Three years later, Hardman has been to the Pro Bowl once as a special teamer. Last year, he caught a career-high 59 balls for 693 yards. That’s steady, not standout, production.

“I think we made the right calculated guess there,” Veach said after making the trade. “You kind of see how the board’s falling and how those wideouts are falling.”

In his first draft Friday, Poles will have to judge exactly where the wide receivers are falling. Regardless of his assertion Tuesday — or was it a bluff? — that he could support quarterback Justin Fields by picking players who don’t catch the ball, the Bears enter the second round of the draft in desperate need of a receiver.

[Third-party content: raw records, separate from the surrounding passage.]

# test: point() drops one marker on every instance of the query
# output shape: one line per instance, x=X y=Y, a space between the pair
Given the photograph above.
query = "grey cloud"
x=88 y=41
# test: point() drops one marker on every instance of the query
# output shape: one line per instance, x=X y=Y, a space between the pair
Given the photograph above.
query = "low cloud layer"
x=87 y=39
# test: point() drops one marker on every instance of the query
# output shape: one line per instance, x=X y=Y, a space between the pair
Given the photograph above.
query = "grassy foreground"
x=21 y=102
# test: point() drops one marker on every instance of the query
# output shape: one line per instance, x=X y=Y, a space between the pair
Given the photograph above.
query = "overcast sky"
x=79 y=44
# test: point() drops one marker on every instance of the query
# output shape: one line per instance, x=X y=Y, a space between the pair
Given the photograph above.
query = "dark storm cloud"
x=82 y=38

The Bears are scheduled to have Picks 39 and 48 in Round 2 and No. 71 in Round 3. Poles said this week he’s willing to move down to get extra selections if the Bears deem that part of the draft particularly deep.

Receivers available when the second round begins Friday include North Dakota State’s Christian Watson, who stands 6-4, and Western Michigan’s Skyy Moore, who is 5-10.

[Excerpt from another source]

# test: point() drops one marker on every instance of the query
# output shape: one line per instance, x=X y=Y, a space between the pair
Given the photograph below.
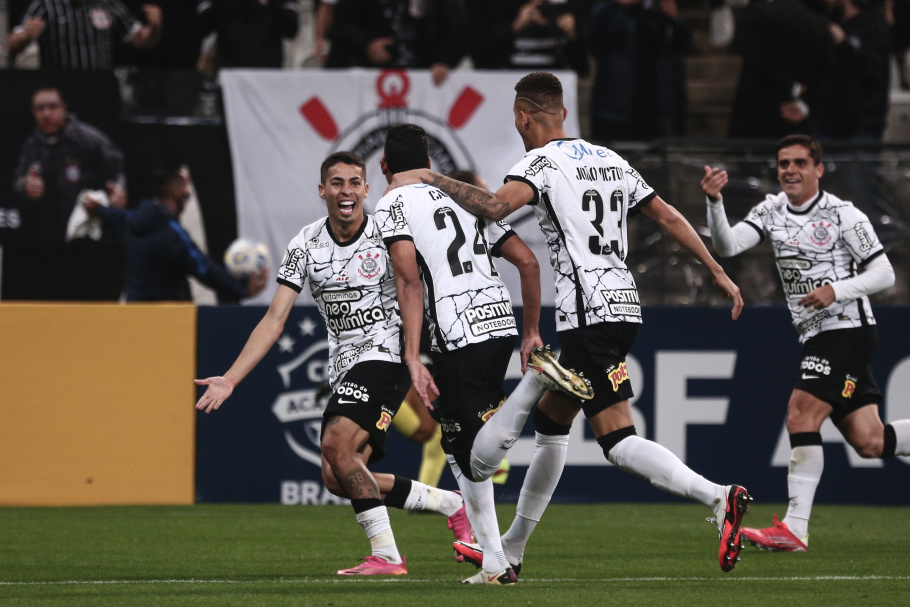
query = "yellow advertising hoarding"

Alabama’s John Metchie III and Georgia’s George Pickens are stars each returning off torn ACLs; Metchie hurt his knee in the SEC title game in December and Pickens was injured during spring practice, returning for the last four games of a national championship season. Memphis’ Calvin Austin III, Cincinnati’s Alec Pierce and South Alabama’s Jalen Tolbert will be on the board in Round 2, too.

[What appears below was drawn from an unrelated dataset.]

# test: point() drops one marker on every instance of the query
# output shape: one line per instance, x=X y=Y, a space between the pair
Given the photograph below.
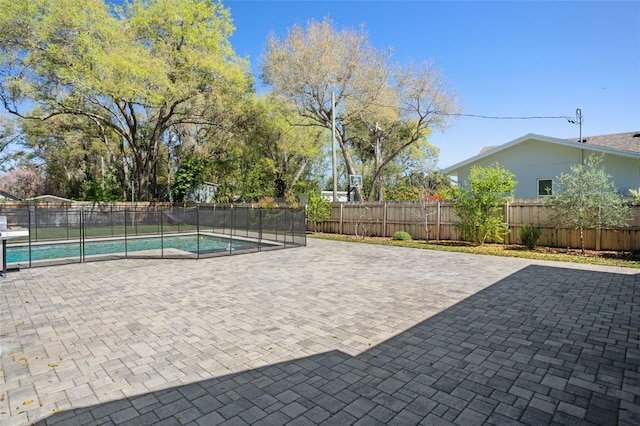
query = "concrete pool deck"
x=334 y=333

Teams that needed receivers pounced Thursday.

The Eagles traded the No. 18 and No. 101 picks to the Titans for star receiver A.J. Brown, who had clamored for a contract extension. The Eagles reportedly signed him to a four-year, $100 million deal, and the Titans used their new first-round pick on Arkansas receiver Treylon Burks.

He was the last of six receivers picked in the top 18. Four were chosen during a five-pick run, starting with the Falcons’ choice of USC’s Drake London at No. 8. The Jets took Garrett Wilson, one of Fields’ former teammates at Ohio State, No. 10. The Saints traded up to select another one, Chris Olave, with the next pick. The Lions then moved all the way up to No. 12 from No. 32 via a trade with NFC North rival Minnesota to take Alabama receiver Jameson Williams. Later, the Commanders drafted Penn State’s Jahan Dotson at No. 16.

The Cardinals, having seen the run on receivers, traded their first-round pick, No. 23, for Ravens veteran “Hollywood” Brown, who had 1,008 receiving yards last year, and Pick No. 100. He played at Oklahoma with Cardinals quarterback Kyler Murray.

The pressure will be on Poles to find his guy Friday. The three free-agent receivers he signed to one-year deals have question marks. Byron Pringle had 42 catches for 568 yards with the Chiefs last year — fewer than Hardman — but was arrested Saturday on suspicion of reckless driving and driving on a suspended license.

Equanimeous St. Brown had two fewer catches with the Packers last year than he has letters in his first name — nine. Former Seahawks receiver David Moore, who signed after trying out in last week’s minicamp, didn’t have a catch last year.

That leaves the Bears, and Poles, looking for more.